For cats, avoid long-term use of essential oils that are more irritating in nature, including oregano, thyme, cinnamon and melaleuca.  Instead, a good choice for felines is lemon balm (Melissa officinalis), an essential oil with strong antiviral properties but minimal tissue irritation. In my practice, it is my go-to choice for treating FIP, FIV and FeLV positive cats, with noticeable viral load reduction and no side effects.

Education is vital when it comes to essential oils

One of our jobs as veterinarians is to educate the public. Pet guardians should not be educated solely by the companies selling essential oil products, by the internet, or by well-meaning professionals who have not been trained in essential oil use. Practitioners can join unbiased, non-partisan professional organizations such as the Veterinary Medical Aromatherapy Association for education and support.

References

Astani A, Reichling J, Schnitzler P. “Comparative study on the antiviral activity of selected monoterpenes derived from essential oils”. Phytother Res. 2010;24(5):673‐679.

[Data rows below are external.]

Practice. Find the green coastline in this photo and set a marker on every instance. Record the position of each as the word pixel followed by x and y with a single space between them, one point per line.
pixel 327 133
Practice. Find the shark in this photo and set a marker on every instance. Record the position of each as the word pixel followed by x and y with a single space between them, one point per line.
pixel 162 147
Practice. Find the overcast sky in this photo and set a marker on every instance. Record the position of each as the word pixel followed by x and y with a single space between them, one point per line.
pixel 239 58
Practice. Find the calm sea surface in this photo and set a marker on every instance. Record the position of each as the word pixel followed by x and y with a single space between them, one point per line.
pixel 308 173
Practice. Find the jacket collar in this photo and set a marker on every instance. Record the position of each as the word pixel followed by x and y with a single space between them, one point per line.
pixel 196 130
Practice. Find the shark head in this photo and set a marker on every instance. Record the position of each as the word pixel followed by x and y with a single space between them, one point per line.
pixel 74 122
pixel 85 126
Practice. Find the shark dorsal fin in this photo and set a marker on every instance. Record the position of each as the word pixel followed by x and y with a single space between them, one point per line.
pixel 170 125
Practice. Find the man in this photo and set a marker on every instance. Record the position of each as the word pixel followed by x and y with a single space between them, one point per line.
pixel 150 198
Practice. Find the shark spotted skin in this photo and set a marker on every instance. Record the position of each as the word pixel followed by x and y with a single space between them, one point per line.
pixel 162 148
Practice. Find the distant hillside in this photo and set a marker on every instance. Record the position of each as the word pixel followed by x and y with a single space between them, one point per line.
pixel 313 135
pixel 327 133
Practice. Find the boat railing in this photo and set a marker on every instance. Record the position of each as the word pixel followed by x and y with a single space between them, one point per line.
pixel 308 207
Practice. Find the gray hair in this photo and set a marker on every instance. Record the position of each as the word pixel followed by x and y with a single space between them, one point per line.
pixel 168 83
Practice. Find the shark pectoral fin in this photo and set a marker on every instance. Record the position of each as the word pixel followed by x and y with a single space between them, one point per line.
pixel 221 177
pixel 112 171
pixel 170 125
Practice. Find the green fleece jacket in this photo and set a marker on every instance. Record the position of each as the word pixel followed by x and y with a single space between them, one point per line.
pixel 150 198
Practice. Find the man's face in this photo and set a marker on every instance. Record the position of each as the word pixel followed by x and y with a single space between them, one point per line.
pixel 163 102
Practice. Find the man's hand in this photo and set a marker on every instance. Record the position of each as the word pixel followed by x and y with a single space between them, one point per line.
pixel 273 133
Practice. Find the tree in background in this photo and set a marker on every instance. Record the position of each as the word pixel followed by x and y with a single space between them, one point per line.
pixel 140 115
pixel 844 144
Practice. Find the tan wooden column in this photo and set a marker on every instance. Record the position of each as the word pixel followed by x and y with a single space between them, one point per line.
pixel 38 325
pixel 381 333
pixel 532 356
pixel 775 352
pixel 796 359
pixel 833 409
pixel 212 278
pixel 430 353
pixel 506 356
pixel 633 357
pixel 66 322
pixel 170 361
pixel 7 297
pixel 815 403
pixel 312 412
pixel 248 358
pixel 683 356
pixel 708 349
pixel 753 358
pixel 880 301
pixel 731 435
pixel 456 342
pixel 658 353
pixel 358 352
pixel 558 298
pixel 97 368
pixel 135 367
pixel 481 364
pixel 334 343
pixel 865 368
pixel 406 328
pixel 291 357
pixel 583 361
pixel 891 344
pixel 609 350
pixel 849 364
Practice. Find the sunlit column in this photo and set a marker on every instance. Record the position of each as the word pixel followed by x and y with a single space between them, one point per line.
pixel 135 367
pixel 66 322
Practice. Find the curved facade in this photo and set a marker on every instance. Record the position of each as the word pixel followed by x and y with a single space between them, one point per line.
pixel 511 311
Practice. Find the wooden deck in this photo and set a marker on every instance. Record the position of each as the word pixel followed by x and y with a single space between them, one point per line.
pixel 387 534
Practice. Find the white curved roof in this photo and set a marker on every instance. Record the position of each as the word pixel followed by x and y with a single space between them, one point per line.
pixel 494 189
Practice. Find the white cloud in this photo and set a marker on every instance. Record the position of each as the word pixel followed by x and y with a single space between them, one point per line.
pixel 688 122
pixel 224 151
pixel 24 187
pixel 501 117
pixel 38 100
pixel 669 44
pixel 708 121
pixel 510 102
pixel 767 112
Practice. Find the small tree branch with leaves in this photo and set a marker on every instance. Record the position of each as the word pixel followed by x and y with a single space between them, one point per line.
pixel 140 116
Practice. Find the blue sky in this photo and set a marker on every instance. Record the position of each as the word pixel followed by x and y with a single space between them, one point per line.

Brandt N. Chemical Free Pets. Spark Education LLC; 2016.

Brandt N. The Dig Deep Method. Spark Education LLC; 2018.

Brochot A, Guilbot A, Haddioui L, Roques C. “Antibacterial, antifungal, and antiviral effects of three essential oil blends”. Microbiologyopen. 2017;6(4).

Choi HJ. “Chemical Constituents of Essential Oils Possessing Anti-Influenza A/WS/33 Virus Activity”. Osong Public Health Res Perspect. 2018;9(6):348‐353.

Franchomme P, Pénoël D, Jollois R. L’aromatherapie exactement; 2001.

Saika T, Saira W, Waseem R, et al. “A comprehensive review of the antibacterial, antifungal and antiviral potential of essential oils and their chemical constituents against drug-resistant microbial pathogens”. Microbial Pathogenesis.2019;134.

Sharifi-Rad J, Sureda A, Tenore GC, et al. “Biological Activities of Essential Oils: From Plant Chemoecology to Traditional Healing Systems”. Molecules. 2017;22(1):70.

Swamy MK, Akhtar MS, Sinniah UR. “Antimicrobial Properties of Plant Essential Oils against Human Pathogens and Their Mode of Action: An Updated Review”. Evid Based Complement Alternat Med. 2016;2016:3012462.

VMAA.vet

Wińska K, Mączka W, Łyczko J, et al. “Essential Oils as Antimicrobial Agents-Myth or Real Alternative?” Molecules. 2019;24(11):2130.